Still, the story has the ring of truth, according to Marina Ottaway, a senior associate of the Democracy and Rule of Law Project at the Carnegie Endowment for International Peace, a Washington policy center. In an interview with RFE/RL, Ottaway pointed out that Bush already appears to have taken moves to address the problem.

Ottaway sees a link between what the State Department foretold in the report and Bush's decision, announced two weeks ago, to put national security adviser Condoleezza Rice in charge of Iraq reconstruction.

Ordinarily, the State Department would have been given the responsibility of post-Hussein Iraq. But Bush decided to have the Pentagon, under Defense Secretary Donald Rumsfeld, take charge of not only the war but also rebuilding.

As U.S. and other coalition forces kept struggling to stabilize the country, however, Bush decided to put Rice in charge, through the newly created Iraq Stabilization Group within the White House's National Security Council (NSC).

The creation of this new office was -- in Ottaway's words -- "nonsense" because Rice and the NSC should have been ensuring that the Pentagon heeded such reports by the State Department in the first place. But she said Bush evidently felt that without such an open declaration of Rice's authority, Rumsfeld might not have fully understood that he must take his orders from her.

"There is a mismatch between Rumsfeld and Condi Rice," Ottaway said. "Rumsfeld is by far the strongest political player of the two, and I think Condi Rice cannot do very much to force coordination unless she has the explicit backing of the president, and even then I have doubts that she is going to succeed."

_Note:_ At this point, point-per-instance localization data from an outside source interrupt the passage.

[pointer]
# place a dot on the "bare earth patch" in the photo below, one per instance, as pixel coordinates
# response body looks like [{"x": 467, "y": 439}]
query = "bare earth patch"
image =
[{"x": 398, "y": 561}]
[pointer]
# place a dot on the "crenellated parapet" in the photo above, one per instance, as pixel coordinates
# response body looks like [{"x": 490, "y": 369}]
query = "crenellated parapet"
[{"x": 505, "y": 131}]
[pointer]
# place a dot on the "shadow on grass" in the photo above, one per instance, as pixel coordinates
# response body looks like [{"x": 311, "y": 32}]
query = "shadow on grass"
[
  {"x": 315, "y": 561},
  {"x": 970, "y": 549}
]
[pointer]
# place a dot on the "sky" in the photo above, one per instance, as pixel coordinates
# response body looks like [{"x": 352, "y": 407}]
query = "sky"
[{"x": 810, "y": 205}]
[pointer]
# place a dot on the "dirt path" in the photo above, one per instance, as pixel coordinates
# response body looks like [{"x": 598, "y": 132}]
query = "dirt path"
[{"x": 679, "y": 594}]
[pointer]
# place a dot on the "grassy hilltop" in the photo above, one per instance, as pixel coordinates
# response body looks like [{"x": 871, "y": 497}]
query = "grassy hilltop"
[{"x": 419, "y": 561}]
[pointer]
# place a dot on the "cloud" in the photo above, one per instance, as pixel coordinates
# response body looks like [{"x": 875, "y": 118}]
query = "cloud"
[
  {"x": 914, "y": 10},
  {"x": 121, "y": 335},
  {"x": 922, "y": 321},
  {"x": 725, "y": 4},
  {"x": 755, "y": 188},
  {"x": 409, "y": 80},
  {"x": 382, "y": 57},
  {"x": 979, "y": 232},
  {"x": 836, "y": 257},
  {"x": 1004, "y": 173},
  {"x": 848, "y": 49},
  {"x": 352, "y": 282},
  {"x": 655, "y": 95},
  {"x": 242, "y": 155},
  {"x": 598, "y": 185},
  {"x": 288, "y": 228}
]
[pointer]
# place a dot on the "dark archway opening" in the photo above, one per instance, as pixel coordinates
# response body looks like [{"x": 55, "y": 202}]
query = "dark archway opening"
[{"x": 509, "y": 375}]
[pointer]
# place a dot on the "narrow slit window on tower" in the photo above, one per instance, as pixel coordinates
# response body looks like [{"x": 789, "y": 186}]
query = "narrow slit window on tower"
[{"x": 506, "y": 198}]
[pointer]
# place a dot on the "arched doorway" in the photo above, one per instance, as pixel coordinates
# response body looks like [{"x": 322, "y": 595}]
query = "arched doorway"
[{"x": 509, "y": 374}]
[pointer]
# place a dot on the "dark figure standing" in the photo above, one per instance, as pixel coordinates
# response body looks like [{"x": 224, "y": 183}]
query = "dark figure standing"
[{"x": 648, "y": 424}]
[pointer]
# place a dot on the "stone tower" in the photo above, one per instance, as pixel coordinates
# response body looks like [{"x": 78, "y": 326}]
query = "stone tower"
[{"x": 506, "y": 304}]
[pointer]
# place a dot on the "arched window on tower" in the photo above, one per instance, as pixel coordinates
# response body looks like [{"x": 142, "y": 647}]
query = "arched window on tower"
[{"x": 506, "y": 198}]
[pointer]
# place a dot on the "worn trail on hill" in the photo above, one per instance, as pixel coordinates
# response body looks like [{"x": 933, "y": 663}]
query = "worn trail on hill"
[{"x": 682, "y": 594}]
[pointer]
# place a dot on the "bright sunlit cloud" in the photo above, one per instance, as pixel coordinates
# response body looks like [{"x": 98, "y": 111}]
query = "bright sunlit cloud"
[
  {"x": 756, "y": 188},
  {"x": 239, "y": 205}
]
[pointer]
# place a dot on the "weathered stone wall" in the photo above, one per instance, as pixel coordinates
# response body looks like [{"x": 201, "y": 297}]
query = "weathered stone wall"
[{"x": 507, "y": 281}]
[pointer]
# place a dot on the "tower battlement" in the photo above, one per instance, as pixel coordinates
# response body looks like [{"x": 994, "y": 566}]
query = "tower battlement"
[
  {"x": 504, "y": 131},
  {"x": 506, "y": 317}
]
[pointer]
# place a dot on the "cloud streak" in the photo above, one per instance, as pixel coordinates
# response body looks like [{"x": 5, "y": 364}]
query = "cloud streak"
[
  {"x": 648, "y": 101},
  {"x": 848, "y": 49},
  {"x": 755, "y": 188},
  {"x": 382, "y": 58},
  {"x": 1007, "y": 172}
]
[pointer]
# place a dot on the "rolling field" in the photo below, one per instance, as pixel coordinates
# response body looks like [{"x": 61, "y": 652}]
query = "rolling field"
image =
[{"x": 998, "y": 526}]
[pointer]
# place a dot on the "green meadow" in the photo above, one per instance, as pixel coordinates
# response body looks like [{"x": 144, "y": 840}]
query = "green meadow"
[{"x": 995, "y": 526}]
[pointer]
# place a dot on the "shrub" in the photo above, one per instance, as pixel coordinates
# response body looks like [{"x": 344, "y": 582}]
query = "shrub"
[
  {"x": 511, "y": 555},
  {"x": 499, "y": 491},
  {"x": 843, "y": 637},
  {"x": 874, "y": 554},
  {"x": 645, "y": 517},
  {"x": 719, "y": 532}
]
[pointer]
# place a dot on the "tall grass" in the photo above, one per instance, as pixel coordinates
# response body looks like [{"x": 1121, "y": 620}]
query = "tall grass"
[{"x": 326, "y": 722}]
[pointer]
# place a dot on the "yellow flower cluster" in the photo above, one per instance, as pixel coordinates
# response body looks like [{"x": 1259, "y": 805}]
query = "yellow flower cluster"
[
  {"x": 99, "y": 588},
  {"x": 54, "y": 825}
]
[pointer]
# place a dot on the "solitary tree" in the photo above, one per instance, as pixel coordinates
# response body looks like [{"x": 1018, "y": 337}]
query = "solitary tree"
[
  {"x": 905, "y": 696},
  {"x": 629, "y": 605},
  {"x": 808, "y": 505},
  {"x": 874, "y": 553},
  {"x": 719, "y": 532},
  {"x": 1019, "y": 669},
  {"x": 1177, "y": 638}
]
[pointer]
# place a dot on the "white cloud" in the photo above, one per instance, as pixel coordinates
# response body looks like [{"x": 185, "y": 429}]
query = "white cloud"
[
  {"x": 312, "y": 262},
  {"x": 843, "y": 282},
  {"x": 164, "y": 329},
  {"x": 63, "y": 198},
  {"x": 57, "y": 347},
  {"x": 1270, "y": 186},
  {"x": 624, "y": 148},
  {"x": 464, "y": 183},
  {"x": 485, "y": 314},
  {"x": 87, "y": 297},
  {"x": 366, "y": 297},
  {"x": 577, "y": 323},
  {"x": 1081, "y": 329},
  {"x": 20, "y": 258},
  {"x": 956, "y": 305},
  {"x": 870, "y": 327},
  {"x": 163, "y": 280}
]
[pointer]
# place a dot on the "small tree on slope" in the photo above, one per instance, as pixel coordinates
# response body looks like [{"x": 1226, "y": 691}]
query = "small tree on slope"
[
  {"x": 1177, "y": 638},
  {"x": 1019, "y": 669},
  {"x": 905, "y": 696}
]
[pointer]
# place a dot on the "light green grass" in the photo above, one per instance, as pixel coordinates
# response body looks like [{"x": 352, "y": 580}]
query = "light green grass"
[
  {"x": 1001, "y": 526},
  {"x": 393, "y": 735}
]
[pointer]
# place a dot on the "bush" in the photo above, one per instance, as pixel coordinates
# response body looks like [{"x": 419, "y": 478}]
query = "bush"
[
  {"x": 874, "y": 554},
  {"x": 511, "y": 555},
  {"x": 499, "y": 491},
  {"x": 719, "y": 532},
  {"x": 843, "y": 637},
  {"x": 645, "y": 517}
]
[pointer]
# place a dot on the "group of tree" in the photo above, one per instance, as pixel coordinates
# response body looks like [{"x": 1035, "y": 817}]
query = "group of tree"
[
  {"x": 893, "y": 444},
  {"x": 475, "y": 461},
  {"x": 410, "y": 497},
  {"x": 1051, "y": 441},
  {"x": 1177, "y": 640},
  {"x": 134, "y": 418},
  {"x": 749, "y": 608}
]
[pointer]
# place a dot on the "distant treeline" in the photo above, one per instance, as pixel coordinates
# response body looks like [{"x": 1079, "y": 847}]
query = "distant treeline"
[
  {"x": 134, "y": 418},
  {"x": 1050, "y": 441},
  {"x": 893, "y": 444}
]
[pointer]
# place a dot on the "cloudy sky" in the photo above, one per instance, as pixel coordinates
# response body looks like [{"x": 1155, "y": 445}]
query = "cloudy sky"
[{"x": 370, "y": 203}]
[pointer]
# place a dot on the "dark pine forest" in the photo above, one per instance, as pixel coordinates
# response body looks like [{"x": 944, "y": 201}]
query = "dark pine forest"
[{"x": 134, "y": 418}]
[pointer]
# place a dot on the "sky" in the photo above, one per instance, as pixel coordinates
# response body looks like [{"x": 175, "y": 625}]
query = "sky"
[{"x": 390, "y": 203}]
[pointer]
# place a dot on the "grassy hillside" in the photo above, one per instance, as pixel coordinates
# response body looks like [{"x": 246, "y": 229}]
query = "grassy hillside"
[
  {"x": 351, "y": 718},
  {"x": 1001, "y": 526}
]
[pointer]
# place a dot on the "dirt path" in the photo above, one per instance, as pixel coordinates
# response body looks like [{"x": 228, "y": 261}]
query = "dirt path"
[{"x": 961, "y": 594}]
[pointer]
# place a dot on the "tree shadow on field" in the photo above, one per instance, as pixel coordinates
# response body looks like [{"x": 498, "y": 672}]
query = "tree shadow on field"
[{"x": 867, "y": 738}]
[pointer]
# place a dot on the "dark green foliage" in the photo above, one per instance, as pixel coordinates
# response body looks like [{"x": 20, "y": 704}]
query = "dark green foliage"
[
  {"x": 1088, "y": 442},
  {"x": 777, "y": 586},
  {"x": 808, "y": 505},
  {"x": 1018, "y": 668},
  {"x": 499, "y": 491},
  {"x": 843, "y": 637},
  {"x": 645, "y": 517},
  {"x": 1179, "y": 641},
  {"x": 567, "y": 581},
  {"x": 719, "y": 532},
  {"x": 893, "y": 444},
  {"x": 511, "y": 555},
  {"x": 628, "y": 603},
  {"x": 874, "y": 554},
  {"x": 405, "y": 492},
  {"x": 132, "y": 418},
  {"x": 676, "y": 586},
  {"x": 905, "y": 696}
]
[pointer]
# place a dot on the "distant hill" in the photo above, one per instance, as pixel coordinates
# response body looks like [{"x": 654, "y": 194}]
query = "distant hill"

Ottaway said there is no way to determine exactly how Rumsfeld's Pentagon was given the responsibility of post-Hussein Iraq over Powell's State Department. But she said that from everything she has read and heard, the defense secretary got his way because his approach to the looming problem was more to Bush's liking than Powell's.

"The message that Rumsfeld sent, essentially, was that we are strong, we can do it, we don't need anybody [else], which I think appealed to Bush's mentality. The message that [Bush] was getting from the State Department [was], essentially, 'Take it easy, be careful, there are going to be consequences to all this,' and I think Bush was not attracted to that caution," Ottaway said.

Ottaway said it is not too late for the Bush administration to shift its approach to rebuilding Iraq, mainly by committing more troops to the country to ensure that old Iraqi weapons stockpiles are secured and that the country's oil-production facilities are protected from vandals. "If there were more troops in there, it would not solve the situation overnight," she said. "But for example, there are a lot of unguarded facilities. If there were more troops to guard those facilities, it might make a difference in terms of how quickly oil production and exports increase again."

Ottaway noted, however, that Rumsfeld has been firm about the number of U.S. and other coalition troops in Iraq. He said no more are needed -- period. Ottaway said she doubts that Rice, even with Bush's emphatic support, could ever persuade Rumsfeld to increase their number.

If anything, Ottaway said, Rumsfeld is the personification of what she sees as the unilateral posture of the Bush administration, and so she expects things will be done Rumsfeld's way in Iraq as long as he is in the cabinet.